There is no limit on the number of MR_COUNTER data types created inside a JSON document.

While inserting data into the table, the system always initially inserts the default value of 0 for all MR_COUNTER data types.

Case 1: Skip the value for MR_COUNTER data type:

When you skip providing values for an MR_COUNTER data type, the value of 0 is automatically assigned to it.
INSERT INTO demoJSONMR VALUES ("Anna",
    {
        "id" : 1,
        "person" : {
            "age" : 10,
            "number" : 100
        }
    }
);

SELECT * FROM demoJSONMR;
{"name":"Anna",
 "jsonWithCounter":{"id" : 1,"counter":0,
      "person":{"age":10,"count":0,"number":100}
 }
}

Case 2: Provide a value for the MR_COUNTER data type:

When inserting a row into the multi-region table with a JSON MR_COUNTER, a value of 0 is initially assigned to all MR_COUNTER data types even if you explicitly assign a non-zero value.

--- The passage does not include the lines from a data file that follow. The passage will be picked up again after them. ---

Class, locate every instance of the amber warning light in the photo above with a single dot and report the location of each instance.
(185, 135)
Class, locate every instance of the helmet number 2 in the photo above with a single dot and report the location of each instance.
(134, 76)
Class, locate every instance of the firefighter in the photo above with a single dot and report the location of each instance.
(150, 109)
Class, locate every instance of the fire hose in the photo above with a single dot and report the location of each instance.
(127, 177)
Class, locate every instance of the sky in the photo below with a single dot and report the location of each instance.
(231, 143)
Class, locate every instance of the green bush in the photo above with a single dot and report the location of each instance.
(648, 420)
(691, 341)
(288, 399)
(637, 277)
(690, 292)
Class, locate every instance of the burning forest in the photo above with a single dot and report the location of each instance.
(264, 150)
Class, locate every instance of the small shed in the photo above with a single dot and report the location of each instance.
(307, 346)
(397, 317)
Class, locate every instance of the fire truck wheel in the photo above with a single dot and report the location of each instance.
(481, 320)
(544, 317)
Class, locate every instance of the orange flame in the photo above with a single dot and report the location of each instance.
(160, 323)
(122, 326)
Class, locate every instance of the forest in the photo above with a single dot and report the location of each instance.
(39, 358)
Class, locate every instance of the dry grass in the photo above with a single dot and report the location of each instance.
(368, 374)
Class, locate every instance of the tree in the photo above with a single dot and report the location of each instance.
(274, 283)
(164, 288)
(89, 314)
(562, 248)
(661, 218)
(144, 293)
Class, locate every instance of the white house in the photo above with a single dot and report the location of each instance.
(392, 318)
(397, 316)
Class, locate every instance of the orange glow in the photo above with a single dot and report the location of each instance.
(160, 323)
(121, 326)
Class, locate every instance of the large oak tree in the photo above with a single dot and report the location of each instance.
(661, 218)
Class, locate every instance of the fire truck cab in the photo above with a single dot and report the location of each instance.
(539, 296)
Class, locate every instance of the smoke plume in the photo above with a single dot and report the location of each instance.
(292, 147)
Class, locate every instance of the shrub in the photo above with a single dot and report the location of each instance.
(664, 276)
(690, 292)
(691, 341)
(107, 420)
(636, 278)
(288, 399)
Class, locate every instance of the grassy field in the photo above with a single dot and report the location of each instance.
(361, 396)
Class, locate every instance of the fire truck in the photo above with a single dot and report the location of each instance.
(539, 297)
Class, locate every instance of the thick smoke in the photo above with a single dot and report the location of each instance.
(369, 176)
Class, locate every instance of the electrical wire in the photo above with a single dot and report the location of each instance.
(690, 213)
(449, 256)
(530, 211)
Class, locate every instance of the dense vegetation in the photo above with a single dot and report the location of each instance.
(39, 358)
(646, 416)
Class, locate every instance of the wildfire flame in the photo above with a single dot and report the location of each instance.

This also holds good when you try to provide a value that is not an INTEGER or LONG or NUMBER.
INSERT INTO demoJSONMR VALUES ("Anna",
    {
        "id" : 1,
        "counter" : 5,
        "person" : {
            "age" : 10,
            "count" : NULL,
            "number" : 100
        }
    }
);

SELECT * FROM demoJSONMR;
{"name":"Anna",
 "jsonWithCounter":{"id" : 1,"counter":0,
                    "person":{"age":10,"count":0,"number":100}
  }
}